As the original values of smart contract blockchains mingle with mainstream market values, it's likely that the next ten years will pull in a different direction.
Many of the growing use-cases of smart contract platforms—fiat stablecoins/RWAs, open finance, many depin networks—are neither decentralized, permissionless, nor censorship resistant, but simply use the decentralization of the underlying blockchain for their openness, interoperability and settlement. Applications are also increasingly abstracting L1 cryptocurrencies, which historically have been viewed as censorship-resistant “internet money,” causing many to rethink the value proposition of the largest coins, including the base assets of next generation chains.
For early-adopters, this can be difficult to reconcile. It's not what many in the scene showed up for. Does that mean it's over?
I don’t think so. But it's probably the end of the beginning.
In meeting the market on its values, crypto is commercializing. Commercialization, especially that of open/permissionless software, is the form-factor that takes good ideas to their largest possible audience, and thereby makes the most impact on the world.
And commercialization often comes with compromises. The opportunity is to shape the nature of those compromises, and thereby, the outcome of that commercial impact. To do that, you have to drop ideological dogma, adapt to the game on the field, compete, and try to steer things in the direction you want them to go.
For example, a compromise on decentralization for scale (whether by way of rollups or integrated architectures) can better serve use cases that are putting wallets in people’s hands today. If that works, the next opportunity is to improve decentralization—and then, to teach many more thumbs to learn new things that skew towards the original ideology.
This is personal for me. I care a lot about the original ideology; it was the hook that brought me here. That said, I care much more about impact. I learned this lesson in a different creative scene. I went to university in Montréal, which had an unusually productive culture scene at that time (Arcade Fire, Tiga, A-Trak, Chromeo, Grimes, Vice, American Apparel, etc.) Things emerging from this local scene were also quickly global, transported and mixing with other hipster scenes via the internet, especially music blogs of 2004-2012 (Hype Machine, anyone?)

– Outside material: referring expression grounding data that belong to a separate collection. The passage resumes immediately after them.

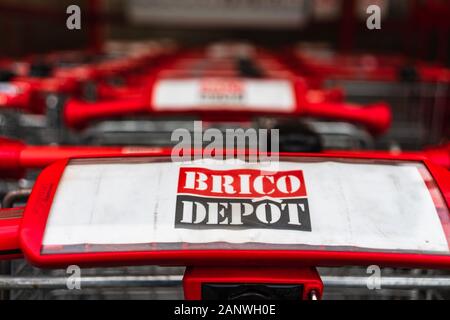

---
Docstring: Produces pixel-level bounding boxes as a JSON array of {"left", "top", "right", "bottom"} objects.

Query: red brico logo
[
  {"left": 175, "top": 168, "right": 311, "bottom": 231},
  {"left": 199, "top": 79, "right": 244, "bottom": 104}
]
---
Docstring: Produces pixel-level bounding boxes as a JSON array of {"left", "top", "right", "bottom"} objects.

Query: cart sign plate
[
  {"left": 41, "top": 158, "right": 450, "bottom": 255},
  {"left": 128, "top": 0, "right": 310, "bottom": 28},
  {"left": 152, "top": 78, "right": 296, "bottom": 112},
  {"left": 0, "top": 83, "right": 20, "bottom": 95}
]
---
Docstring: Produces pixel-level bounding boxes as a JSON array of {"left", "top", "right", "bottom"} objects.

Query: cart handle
[{"left": 63, "top": 79, "right": 391, "bottom": 135}]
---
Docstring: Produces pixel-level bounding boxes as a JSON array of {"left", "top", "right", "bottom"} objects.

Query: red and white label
[
  {"left": 175, "top": 168, "right": 310, "bottom": 231},
  {"left": 178, "top": 168, "right": 306, "bottom": 198}
]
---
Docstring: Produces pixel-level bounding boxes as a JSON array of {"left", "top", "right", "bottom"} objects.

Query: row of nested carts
[{"left": 0, "top": 39, "right": 449, "bottom": 299}]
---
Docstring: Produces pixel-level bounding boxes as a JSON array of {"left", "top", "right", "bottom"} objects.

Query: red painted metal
[
  {"left": 0, "top": 152, "right": 444, "bottom": 270},
  {"left": 63, "top": 77, "right": 391, "bottom": 134},
  {"left": 0, "top": 207, "right": 23, "bottom": 259},
  {"left": 0, "top": 136, "right": 170, "bottom": 178},
  {"left": 326, "top": 143, "right": 450, "bottom": 170},
  {"left": 183, "top": 266, "right": 323, "bottom": 300}
]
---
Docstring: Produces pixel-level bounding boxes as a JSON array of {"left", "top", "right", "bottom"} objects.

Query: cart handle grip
[
  {"left": 64, "top": 96, "right": 148, "bottom": 129},
  {"left": 301, "top": 102, "right": 391, "bottom": 135}
]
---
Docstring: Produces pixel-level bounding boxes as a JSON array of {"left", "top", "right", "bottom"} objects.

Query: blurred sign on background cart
[{"left": 128, "top": 0, "right": 311, "bottom": 28}]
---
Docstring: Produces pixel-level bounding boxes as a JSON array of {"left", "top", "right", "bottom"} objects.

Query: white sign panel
[
  {"left": 152, "top": 78, "right": 296, "bottom": 112},
  {"left": 128, "top": 0, "right": 311, "bottom": 28},
  {"left": 42, "top": 159, "right": 449, "bottom": 255},
  {"left": 0, "top": 83, "right": 20, "bottom": 95}
]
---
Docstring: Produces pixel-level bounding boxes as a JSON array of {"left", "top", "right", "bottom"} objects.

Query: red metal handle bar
[
  {"left": 326, "top": 143, "right": 450, "bottom": 170},
  {"left": 63, "top": 80, "right": 391, "bottom": 134},
  {"left": 0, "top": 137, "right": 170, "bottom": 178},
  {"left": 300, "top": 101, "right": 391, "bottom": 135}
]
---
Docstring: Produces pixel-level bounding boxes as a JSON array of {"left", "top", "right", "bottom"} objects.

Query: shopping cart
[
  {"left": 0, "top": 152, "right": 449, "bottom": 300},
  {"left": 285, "top": 44, "right": 450, "bottom": 150}
]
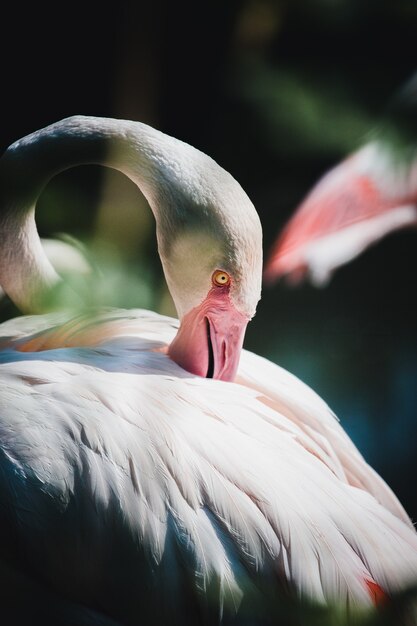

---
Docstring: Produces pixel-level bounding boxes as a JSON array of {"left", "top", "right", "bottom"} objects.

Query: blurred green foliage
[{"left": 234, "top": 61, "right": 372, "bottom": 156}]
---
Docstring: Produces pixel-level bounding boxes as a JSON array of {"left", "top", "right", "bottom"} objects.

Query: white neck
[{"left": 0, "top": 116, "right": 194, "bottom": 312}]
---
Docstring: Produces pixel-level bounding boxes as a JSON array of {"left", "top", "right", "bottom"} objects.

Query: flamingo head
[
  {"left": 154, "top": 158, "right": 263, "bottom": 382},
  {"left": 168, "top": 262, "right": 254, "bottom": 382}
]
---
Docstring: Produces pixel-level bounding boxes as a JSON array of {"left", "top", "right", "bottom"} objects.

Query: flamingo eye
[{"left": 212, "top": 270, "right": 231, "bottom": 287}]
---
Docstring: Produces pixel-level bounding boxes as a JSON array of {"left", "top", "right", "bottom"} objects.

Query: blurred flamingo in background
[
  {"left": 1, "top": 117, "right": 417, "bottom": 625},
  {"left": 265, "top": 74, "right": 417, "bottom": 286}
]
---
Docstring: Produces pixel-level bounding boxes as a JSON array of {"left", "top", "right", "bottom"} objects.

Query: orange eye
[{"left": 212, "top": 270, "right": 231, "bottom": 287}]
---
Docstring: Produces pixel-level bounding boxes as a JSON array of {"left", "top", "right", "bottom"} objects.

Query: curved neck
[{"left": 0, "top": 116, "right": 180, "bottom": 312}]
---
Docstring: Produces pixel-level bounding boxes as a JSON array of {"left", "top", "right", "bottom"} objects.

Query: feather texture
[{"left": 1, "top": 310, "right": 417, "bottom": 624}]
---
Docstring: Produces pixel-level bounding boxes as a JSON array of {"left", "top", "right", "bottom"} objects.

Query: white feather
[{"left": 1, "top": 310, "right": 417, "bottom": 623}]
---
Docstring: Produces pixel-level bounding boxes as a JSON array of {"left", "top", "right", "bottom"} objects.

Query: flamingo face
[
  {"left": 159, "top": 217, "right": 262, "bottom": 382},
  {"left": 169, "top": 279, "right": 249, "bottom": 381}
]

Fairly quickly, that scenius mixed with the mainstream market. The way that played out was principally by way of corny artists and brands taking the essence of sound and culture, dropping the nuance and packaging it up to retail in a way that was popular, but vapid. Meanwhile, a handful of artists and creative people who pioneered that original scene persevered and became pop culture fixtures. To do that, they typically had to compromise just enough between the original movement and something that was palpable to the masses. That mix of determination and pragmatism was admirable, because it has the most reach, and thereby, the most impact in taking culture one step forward at the largest possible scale.
So if you’re feeling like the values that got you into crypto are getting diluted by the mainstream market, I hear that, but try to see it in a different light—because in terms of impact, the commercialization of crypto likely means the real opportunity is just getting started.
I’ll try to write more specifically with examples of what that opportunity might look like. I scratched the surface of this in my post yesterday on “only with crypto” / “better with crypto" but there's more to say.